Taken together, we hope these extensions will make the new site valuable for research and teaching, while appealing to general audiences as well.

Nuts and bolts

Authorial London was built over an 18-month period, necessarily interleaved with other projects within the two sponsoring organizations, CIDR and VPTL.

A geo-tagged corpus
The corpus contents were selected by Kenneth, and built with an engineering assist. It began with his manual selection, transcription, and geo-tagging of several hundred passages referring to place within in a few dozen books in copyright. The result was a spreadsheet with the tagged passage text and a list of 200 or so place references (placerefs). Not all placerefs are toponyms, strictly speaking, but each was matched with one of a shorter list of distinct geocoded toponyms (places). For example the placerefs, “Father Thames,” “Thames waters,” and “the silver Flood” all refer to a single place record and geometry for “the Thames.” The place reference and place lists were then supplemented from generic lists of London neighborhoods and districts.

Next we downloaded and indexed about 690 texts from gutenberg.com, limiting ourselves for the time being to the original 47 authors. Karl wrote a Python script to identify, tag, and extract passages containing one or more of our (now ~400) place references, then built a simple web page that allowed Kenneth to efficiently review around 10,000 results for inclusion in our corpus. In the course of that work, many new place references and places were discovered. We repeated these machine extraction and manual culling steps twice, ultimately adding around 1300 passages from out-of-copyright works to the original set. The resulting dataset at project launch included 2802 text references to 882 mapped places in 1591 passages from 193 works by 47 authors, written between the 14th and 20th centuries.
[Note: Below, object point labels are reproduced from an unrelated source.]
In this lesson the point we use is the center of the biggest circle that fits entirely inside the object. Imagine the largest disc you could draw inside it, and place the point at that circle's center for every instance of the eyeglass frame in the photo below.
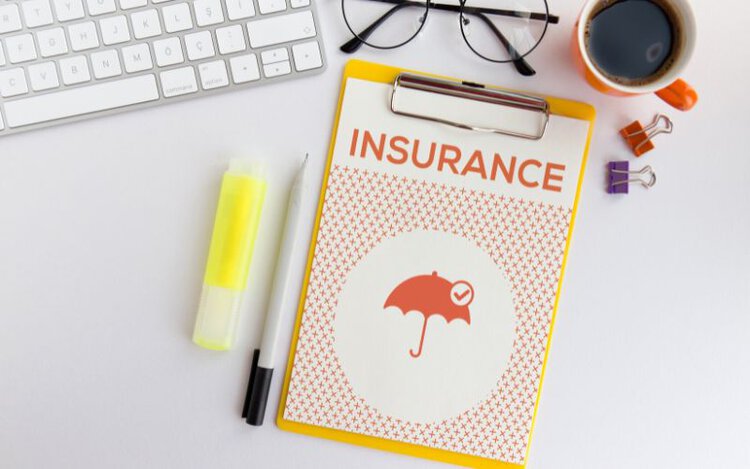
(518, 60)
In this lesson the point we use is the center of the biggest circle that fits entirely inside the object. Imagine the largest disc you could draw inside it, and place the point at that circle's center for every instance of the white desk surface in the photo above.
(104, 229)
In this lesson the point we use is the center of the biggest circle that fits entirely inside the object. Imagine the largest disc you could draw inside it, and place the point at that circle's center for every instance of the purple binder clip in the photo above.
(619, 179)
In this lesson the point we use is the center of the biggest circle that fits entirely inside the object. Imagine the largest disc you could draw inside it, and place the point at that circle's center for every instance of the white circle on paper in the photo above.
(460, 363)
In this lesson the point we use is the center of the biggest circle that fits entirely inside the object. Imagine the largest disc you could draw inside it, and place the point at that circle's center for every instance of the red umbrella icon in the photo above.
(430, 295)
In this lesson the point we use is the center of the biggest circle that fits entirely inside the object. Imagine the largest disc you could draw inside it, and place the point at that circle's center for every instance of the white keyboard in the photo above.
(63, 60)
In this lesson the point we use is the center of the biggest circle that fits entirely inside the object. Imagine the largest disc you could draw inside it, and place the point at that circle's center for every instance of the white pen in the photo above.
(282, 299)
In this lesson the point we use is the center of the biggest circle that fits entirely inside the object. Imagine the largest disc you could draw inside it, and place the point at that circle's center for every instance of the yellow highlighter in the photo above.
(243, 189)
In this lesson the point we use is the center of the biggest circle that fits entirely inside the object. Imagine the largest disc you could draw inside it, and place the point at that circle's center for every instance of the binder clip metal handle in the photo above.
(472, 92)
(620, 177)
(639, 138)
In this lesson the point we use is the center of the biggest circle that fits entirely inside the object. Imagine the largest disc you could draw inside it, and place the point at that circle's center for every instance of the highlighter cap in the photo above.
(218, 314)
(243, 191)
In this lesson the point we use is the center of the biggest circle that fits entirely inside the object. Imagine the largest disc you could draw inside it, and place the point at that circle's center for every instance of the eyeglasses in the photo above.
(506, 31)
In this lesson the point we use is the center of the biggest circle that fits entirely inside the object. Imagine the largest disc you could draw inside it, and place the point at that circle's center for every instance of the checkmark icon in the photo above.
(462, 293)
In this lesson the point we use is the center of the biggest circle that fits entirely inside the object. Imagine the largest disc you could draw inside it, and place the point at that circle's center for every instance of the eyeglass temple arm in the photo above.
(519, 62)
(356, 42)
(553, 19)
A suitable software environment
Our requirements for a) ongoing additions of curated data, and b) a generic software core that could be shared for creation of any Authorial {X}, necessitated a far more structured, complex, and sustainable software development stack than has been used in any CIDR projects to date. Authorial London has a Backbone/Marionette JavaScript front-end built against the back-end stack favored by SUL’s Digital Library Systems and Services division (DLSS): Ruby-on-Rails and a PostgreSQL database.  A full three months was taken up with learning Backbone and Rails, a grueling but ultimately rewarding experience, and an essential step for ensuring the application will be long-lived.

Future work

Authorial London is a dynamic site; authors, works, passages and places will be added over time by its Editor, Kenneth. He has expressed particular interest in leveling its current gender imbalance. Two faculty members have expressed interest in incorporating the site into instruction, another possibility for faculty-curated content making its way into the corpus.

As mentioned above, Authorial London is the first instance of a generic software platform, Authorial {X}, which will be published to GitHub in Summer of 2016. The platform will not be "plug-and-play;" its implementation will require web development skills and access to a Ruby-on-Rails web server.

Analytics
The geo-tagged corpus of Authorial London is amenable to various kinds of linguistic and spatial-temporal analyses, but so far the only analysis performed has been the computation of "distinctive terms" associated with London neighborhoods. We plan to investigate further possibilities along these lines, including spatio-temporally indexed topic modeling and concept analysis using sophisticated term collocation measures.